Capítulo 4 - Cavalo de Batalha - 1953
Fiquei sentada na margem do rio com os pés na água até o entardecer. O vento soprou em meu corpo e eu tremi de frio.
Precisei voltar para aquela casa. Caminhei pela trilha sem medo algum. Se alguma onça me atacasse, eu morreria sem lutar. Se uma cobra me picasse, eu me deitaria sobre a pedra na beira do rio e partiria ali.
Mas nenhum animal perigoso cruzou o meu caminho além de pequenos mosquitos que insistiam em sugar o meu sangue degenerado.
Quando alcancei a fazenda, o meu corpo tremeu. Andei, sem olhar para os lados, em direção à casa.
— Rosinha... — Desgraçado. Eu odiava aquele homem. Tentei acelerar os meus passos, porém Josué me alcançou. — O patrão tá te procurando. — Ele tocou o meu braço. Não consegui responder nada.
— Ele tá bravo. Acho melhor você se cuidar... — Continuou. — Tava nadando no rio, menina? Vida boa...

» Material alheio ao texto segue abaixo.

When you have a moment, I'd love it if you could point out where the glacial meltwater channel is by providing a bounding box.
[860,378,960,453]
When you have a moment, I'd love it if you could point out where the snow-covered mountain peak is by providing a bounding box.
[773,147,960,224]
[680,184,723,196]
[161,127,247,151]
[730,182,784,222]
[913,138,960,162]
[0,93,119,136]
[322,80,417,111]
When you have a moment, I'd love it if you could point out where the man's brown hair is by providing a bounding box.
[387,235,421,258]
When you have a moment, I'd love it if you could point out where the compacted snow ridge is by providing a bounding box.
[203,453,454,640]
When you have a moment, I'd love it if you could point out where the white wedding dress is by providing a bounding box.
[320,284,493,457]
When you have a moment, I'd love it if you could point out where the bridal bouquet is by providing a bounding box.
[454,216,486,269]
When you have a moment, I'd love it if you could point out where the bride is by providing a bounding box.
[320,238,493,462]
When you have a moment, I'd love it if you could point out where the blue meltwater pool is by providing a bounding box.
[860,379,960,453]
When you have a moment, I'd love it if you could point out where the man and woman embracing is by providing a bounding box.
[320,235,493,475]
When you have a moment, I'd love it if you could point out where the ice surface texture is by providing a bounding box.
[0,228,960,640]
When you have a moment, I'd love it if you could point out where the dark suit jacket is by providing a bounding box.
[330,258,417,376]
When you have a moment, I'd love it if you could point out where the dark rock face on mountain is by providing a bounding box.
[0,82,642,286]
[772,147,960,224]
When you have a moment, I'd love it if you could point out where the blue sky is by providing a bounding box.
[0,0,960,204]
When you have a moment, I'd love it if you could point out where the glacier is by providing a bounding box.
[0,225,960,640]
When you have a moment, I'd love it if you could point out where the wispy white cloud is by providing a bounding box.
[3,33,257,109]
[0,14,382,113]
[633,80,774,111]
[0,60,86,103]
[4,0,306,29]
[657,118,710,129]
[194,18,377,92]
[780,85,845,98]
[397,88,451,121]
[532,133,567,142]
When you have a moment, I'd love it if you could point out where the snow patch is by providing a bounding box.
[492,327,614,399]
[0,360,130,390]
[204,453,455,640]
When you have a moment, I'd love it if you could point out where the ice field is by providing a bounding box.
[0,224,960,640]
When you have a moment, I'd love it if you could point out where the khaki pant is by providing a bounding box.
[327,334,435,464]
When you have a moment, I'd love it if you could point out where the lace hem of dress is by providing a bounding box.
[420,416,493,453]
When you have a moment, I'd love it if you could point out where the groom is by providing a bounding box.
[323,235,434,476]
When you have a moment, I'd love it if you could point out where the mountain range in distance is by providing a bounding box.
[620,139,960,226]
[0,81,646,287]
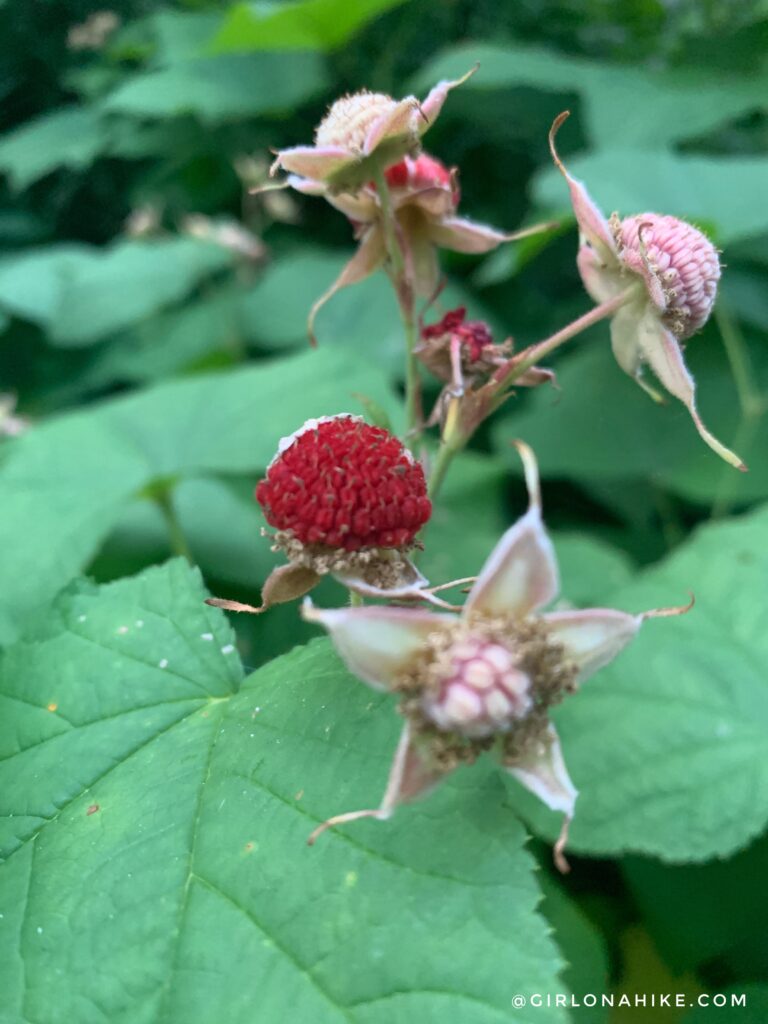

— Eu... — Novamente as lágrimas me vieram aos olhos. Levei os meus olhos até o horizonte, desviando tanto da casa, como de Josué. Eles repousaram no estábulo.
Lembrei-me bruscamente de Trovão e sua luta para que não lhe fosse colocada as rédeas. A criança e a mulher com quem sonhei também invadiram a minha mente. Na minha memória, os relinchos de Trovão se misturaram com o chiado agudo dos meus sonhos estranhos.
Puxei o meu braço da mão de Josué e tomei coragem para o encarar. — Se ele tá chamando, eu vou. — Respondi de maneira seca e segui em direção à casa. Meu corpo ainda tremia e as lágrimas vieram de novo.
Adentrei a casa e encontrei Silvino e Antônio na sala.
— Onde você se meteu, Rosa? — O meu pai me indagou.
Não respondi.
— Responde. — Antônio perguntou com raiva. Ele parecia ter muita raiva de mim. Penso que ele me odiava. Maria era rude às vezes. Mas nunca foi exatamente cruel. Suas palavras eram ordens ríspidas. Às vezes, ela até me orientava e me ensinava algumas coisas, principalmente quando íamos à igreja. Caetano era distante. Não falava muito comigo e, quando falava, não me destratava. Mas nunca prestava realmente atenção no que eu dizia. Sequer me olhava nos olhos. E Silvino... Era o único que realmente me decepcionava.
— No rio. Fui pro rio. — Respondi encarando o irmão que me odiava.
— Jogou todo o milho fora... — Falou entredentes conforme se aproximou de mim. — E fugiu. Você passa o dia inteiro nadando pelada naquele rio, não é, putinha?
— Antônio! — Meu pai o chamou. — Não fala assim com ela.
— E desde quando tem jeito certo de falar com empregada?
— Não sou sua empregada. — Aquela resposta foi mais forte do que eu. — Sou sua irmã.
— Irmã? Você é uma bastardinha que meu pai fez na rua.
— Antônio! — Silvino gritou. O filho se calou e encarou o pai. — Nessa casa, a gente tem respeito! Sai daqui. Deixa que eu falo com ela.
O maldito obedeceu. Os olhos escuros de Silvino caíram sobre mim.
— Você não facilita as coisas, né, Rosa?
— Não vou deixar que seu filho me trate como esterco. — Decidi não ceder. Meu coração explodiu em fogo.
— Esse seu jeito não ajuda. Responde os outros, foge do trabalho, não age feito moça...
— Eu esperava que o senhor pudesse me defender. — Senti um nó em minha garganta.
— Defender, Rosa? Se você se comportasse direito, eu defenderia. Mas do jeito que você faz, não tem como.
— Antônio se comporta pior do que eu. Nunca tratei ninguém do jeito que ele me trata.
— Ele é meu filho mais velho, menina... E falar daquele jeito é... É coisa de homem.
— Não tem nada a ver com ser homem. O problema é que ele é o seu filho. Eu não sou.
— Rosa! — Advertiu no mesmo tom irritado que advertira Antônio.
Calei-me. Silvino me encarou por algum tempo enquanto eu segurava as lágrimas. — Peça a benção, troque de roupa e vá dormir. — Ordenou com um olhar triste.
— A sua benção. — Segurei a mão dele.
— Boa noite, menina. — Assim que meu pai terminou de dizer aquelas palavras, comecei a me afastar até o meu quarto. Tirei o vestido molhado e coloquei minha camisola. Deitei-me na cama e me enrolei no cobertor, sentindo frio. Queria tomar mais um banho, porém, temi encontrar Josué naquela escuridão que veio com a noite.